After the first post, I hope you all are clear about the type of encryption you use. Here are some other very important tips to ensure your wifi security.
- Adopt atleast a WPA-2 encryption:
When you set your wireless network chose atleast WPA-2 encryption. Reasons for the same have been explained in the previous post(Wifi Security – Part I).
- Don’t turn on WPS:
WPS (Wifi Protected Setup) is not always consistent. It works with the help of a nine digit PIN which Is pretty vulnerable and when guessed once cannot protect you. Nothing can stop the hacker from accessing the shared data that resides on your wireless network.
- Never keep default passwords:
Many a time’s routers come with a default password set which is generally “admin” or even a blank space. This password comes written on a document and is the simplest thing to guess. Make sure the first thing you do after setting up your router is change these passwords. Having a secure Password is an art in itself today.
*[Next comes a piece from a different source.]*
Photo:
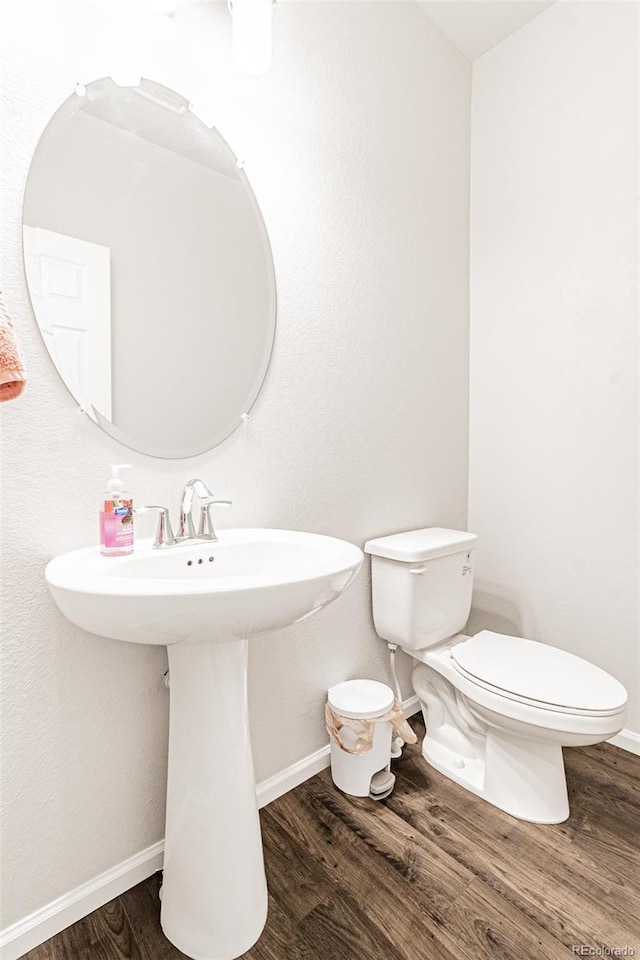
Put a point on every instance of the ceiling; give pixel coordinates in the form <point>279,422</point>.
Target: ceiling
<point>474,26</point>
Still have the password your service guy set for you? Change that too immediately.
- Remove or replace SSID name:
SSID is nothing but the name of your wireless network configured with the router. Routers come with pre created SSIDs too. Change both password and names for these SSIDs. Also never keep a general name for your SSID. It might interest a third person looking forward to a network used often for doing man in the middle attack. Man in the middle attack is an attack where a third person secretively accesses the data being transmitted between two people. Unique SSID names and password makes it difficult to hack into a network.
You can even hide the name of your network. You can manually enter your network name along with the password when you wish to connect. A third person in this case will not even know your network exists while it does. This is called cloaking. However this is not a very good idea because if a hacker wants he can sniff your network and force your computer to shout out your SSID anywhere you are and then get your credentials and impersonate.
- Enable MAC Address filtering:
MAC address is a unique code of your system. You can enable MAC Address filtering after which it will only connect to systems whose MAC is known to it. However the hacker may clone your MAC address and enter into your network.
- Turn off remote login:
This is similar to having a default password but this time it’s a username. The username by default is set “admin”. It is like giving your credentials to the hacker decorated in a silver plate. Once the name is known, guessing a password is very simple. Thus make sure it is disabled.
- Say NO to wireless administrating:
Always turn off wireless administration feature. You will just need a LAN to connect while the hacker would be kept at bay.